Learning an Efficient Optimizer via Hybrid-Policy Sub-Trajectory Balance
This addresses inefficiencies in weight generation for tasks requiring frequent updates, such as few-shot learning and domain generalization, though it appears incremental as it builds on existing generative modeling methods.
The paper tackles the problem of over-coupling and long-horizon issues in neural network weight generation without gradient-based optimization, proposing Lo-Hp, a decoupled two-stage framework that enhances flexibility and efficiency, achieving superior accuracy and inference efficiency in tasks like transfer learning and large language model adaptation.

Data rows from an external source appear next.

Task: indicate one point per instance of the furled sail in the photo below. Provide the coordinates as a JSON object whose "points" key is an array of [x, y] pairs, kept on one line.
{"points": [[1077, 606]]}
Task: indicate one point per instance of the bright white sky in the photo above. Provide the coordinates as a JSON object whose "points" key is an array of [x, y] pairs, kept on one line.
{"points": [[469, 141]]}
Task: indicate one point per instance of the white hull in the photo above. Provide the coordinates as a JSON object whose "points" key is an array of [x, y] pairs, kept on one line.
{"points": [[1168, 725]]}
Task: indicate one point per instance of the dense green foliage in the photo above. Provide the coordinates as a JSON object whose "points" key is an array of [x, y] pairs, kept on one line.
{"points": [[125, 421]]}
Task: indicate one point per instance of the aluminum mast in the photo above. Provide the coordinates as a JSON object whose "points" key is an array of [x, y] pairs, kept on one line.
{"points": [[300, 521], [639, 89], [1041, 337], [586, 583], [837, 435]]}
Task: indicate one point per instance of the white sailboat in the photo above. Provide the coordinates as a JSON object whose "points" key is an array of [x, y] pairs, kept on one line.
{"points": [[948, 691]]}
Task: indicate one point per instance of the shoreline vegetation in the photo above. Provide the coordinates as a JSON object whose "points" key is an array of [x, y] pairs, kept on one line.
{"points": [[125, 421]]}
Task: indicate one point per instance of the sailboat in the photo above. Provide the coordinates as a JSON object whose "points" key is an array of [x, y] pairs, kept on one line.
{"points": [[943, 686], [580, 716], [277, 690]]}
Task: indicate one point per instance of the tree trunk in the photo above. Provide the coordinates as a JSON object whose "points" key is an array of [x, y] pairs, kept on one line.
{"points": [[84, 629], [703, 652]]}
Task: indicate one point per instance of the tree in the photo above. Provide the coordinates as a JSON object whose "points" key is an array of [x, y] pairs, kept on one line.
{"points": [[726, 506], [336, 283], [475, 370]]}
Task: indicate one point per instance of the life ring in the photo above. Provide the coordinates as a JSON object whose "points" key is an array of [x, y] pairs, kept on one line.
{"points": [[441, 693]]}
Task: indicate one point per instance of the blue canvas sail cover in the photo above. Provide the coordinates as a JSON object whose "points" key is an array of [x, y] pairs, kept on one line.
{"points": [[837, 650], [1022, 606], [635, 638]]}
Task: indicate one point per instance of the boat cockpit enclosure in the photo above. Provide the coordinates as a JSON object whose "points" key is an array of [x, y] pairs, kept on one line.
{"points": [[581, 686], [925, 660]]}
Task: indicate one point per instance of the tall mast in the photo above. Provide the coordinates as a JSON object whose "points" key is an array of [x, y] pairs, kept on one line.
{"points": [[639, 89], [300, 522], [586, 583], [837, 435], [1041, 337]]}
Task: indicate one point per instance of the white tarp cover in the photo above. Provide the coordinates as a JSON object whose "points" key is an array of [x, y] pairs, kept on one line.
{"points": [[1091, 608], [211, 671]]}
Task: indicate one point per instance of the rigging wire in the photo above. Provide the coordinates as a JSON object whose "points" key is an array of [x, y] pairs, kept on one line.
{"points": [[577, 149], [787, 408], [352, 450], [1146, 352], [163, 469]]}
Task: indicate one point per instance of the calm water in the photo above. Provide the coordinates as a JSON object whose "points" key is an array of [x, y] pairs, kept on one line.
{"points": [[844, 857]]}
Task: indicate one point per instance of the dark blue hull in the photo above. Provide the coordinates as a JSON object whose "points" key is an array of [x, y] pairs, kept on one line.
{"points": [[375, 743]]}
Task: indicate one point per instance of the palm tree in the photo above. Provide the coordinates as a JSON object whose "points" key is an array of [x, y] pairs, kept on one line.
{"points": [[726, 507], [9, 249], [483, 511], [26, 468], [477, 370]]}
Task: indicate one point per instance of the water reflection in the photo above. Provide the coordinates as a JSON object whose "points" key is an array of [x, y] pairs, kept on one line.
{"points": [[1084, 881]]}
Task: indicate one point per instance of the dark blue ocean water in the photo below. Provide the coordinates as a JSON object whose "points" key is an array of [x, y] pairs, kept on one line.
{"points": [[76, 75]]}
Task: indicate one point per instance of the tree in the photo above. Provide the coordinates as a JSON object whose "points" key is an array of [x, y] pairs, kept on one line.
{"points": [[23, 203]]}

Recent advances in generative modeling enable neural networks to generate weights without relying on gradient-based optimization. However, current methods are limited by issues of over-coupling and long-horizon. The former tightly binds weight generation with task-specific objectives, thereby limiting the flexibility of the learned optimizer. The latter leads to inefficiency and low accuracy during inference, caused by the lack of local constraints. In this paper, we propose Lo-Hp, a decoupled two-stage weight generation framework that enhances flexibility through learning various optimization policies. It adopts a hybrid-policy sub-trajectory balance objective, which integrates on-policy and off-policy learning to capture local optimization policies. Theoretically, we demonstrate that learning solely local optimization policies can address the long-horizon issue while enhancing the generation of global optimal weights. In addition, we validate Lo-Hp's superior accuracy and inference efficiency in tasks that require frequent weight updates, such as transfer learning, few-shot learning, domain generalization, and large language model adaptation.